Tuesday, October 29, 2013

Canada, Court and Euthanasia


Canadian Association for Community Living Relieved at Dismissal of Appeal in Rasouli Case

CanadaSC
The Supreme Court of Canada

Editor’s note. This statement from CACL first appeared on its website following a hugely important decision by the Supreme Court of Canada. It was reprinted by the anti-euthanasia organization “Not Dead Yet” with the following introduction.

”The Supreme Court of Canada has dismissed an appeal that would have permitted doctors to end life support for a severely brain-damaged man without the consent of his family or a substitute decision maker.
“Under the Health Care Consent Act, doctors who want to withdraw life support from an incapacitated person without the consent of their authorized health care decision-maker must take the issue up before the Consent and Capacity Board.

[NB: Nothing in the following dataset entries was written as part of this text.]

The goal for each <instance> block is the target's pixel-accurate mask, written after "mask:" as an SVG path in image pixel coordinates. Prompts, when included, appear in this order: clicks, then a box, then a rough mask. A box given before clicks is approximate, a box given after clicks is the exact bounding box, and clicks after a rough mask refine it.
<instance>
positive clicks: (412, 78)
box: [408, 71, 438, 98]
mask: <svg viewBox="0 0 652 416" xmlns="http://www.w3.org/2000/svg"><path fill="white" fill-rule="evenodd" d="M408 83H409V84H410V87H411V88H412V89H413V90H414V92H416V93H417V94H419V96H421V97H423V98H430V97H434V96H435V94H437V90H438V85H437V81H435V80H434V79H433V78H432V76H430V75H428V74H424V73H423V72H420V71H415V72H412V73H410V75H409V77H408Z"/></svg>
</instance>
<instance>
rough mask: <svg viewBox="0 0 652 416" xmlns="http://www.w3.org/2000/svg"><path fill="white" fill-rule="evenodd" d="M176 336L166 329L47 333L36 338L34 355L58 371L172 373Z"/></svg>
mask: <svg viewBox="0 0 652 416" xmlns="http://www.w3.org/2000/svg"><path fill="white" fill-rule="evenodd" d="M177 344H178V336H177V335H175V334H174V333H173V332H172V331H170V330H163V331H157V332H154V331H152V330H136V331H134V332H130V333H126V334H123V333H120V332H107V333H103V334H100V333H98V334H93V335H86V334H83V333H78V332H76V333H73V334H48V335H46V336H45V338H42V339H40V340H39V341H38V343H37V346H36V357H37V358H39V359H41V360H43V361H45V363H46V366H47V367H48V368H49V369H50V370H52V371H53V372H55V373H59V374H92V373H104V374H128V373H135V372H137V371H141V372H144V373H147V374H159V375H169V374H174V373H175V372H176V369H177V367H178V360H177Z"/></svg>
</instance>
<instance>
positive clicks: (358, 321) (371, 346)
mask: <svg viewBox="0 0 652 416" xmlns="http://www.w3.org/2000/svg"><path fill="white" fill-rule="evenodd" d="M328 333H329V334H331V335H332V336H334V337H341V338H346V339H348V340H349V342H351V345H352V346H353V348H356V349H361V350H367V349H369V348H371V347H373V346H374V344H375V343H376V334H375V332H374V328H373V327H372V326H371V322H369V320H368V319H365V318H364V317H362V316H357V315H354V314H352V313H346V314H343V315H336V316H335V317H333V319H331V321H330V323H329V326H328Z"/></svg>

“The burden is on the doctors to push their case for withdrawing care, rather than on the individual’s family to block the doctor. The Board’s decision can be appealed to the courts.”
What follows is the full statement from the Canadian Association for Community Living:

The Canadian Association for Community Living (CACL) is relieved that the Supreme Court of Canada (SCC) has dismissed the appeal in the case of Cuthbertson v. Rasouli where Mr. Rasouli’s attending physicians sought to override the wishes of his family and withdraw life support measures. In a majority judgment, the Supreme Court clearly affirmed that life support is medical “treatment” within the definition of the Ontario Health Care Consent Act (HCCA). Thus disputes over whether or not it should be withdrawn are disputes about consent to health care treatment or about acting in the best interests of the patient in respect of health care decisions. The regime in Ontario provides a process for resolving such disputes through the Consent and Capacity Board, and the SCC judgment asserts that is the place to resolve them.
Had the SCC ruled otherwise, it may have opened the door to physicians acting unilaterally to withdraw life sustaining treatments, unless their patients or their substitute decision makers or supporters could get to court to request an injunction. Such requirements would impose significant barriers to justice for older persons and persons with disabilities who, as the SCC has already acknowledged, face historic and systemic disadvantage.

CACL has been involved in a number of cases where medical professionals have attempted to override the wishes of individuals and their families with regard to continuation of life-sustaining treatments, often for infants born with complex health care needs. These cases demonstrate the perilous position that people with disabilities can find themselves in when they enter the health care system. These have taken many forms—from inappropriate use of “Do not resuscitate” orders, to pressure from physicians to terminate treatment.

Today’s decision is welcomed by CACL in preventing potentially disastrous implications of granting blanket decision making authority to physicians. Only providing recourse to apply for court injunctions is not the way to resolve decision-making challenges. In making clear that legislated procedures under the HCCA govern decision making, the Court has ruled against further barriers to justice and equality for people with disabilities and older persons.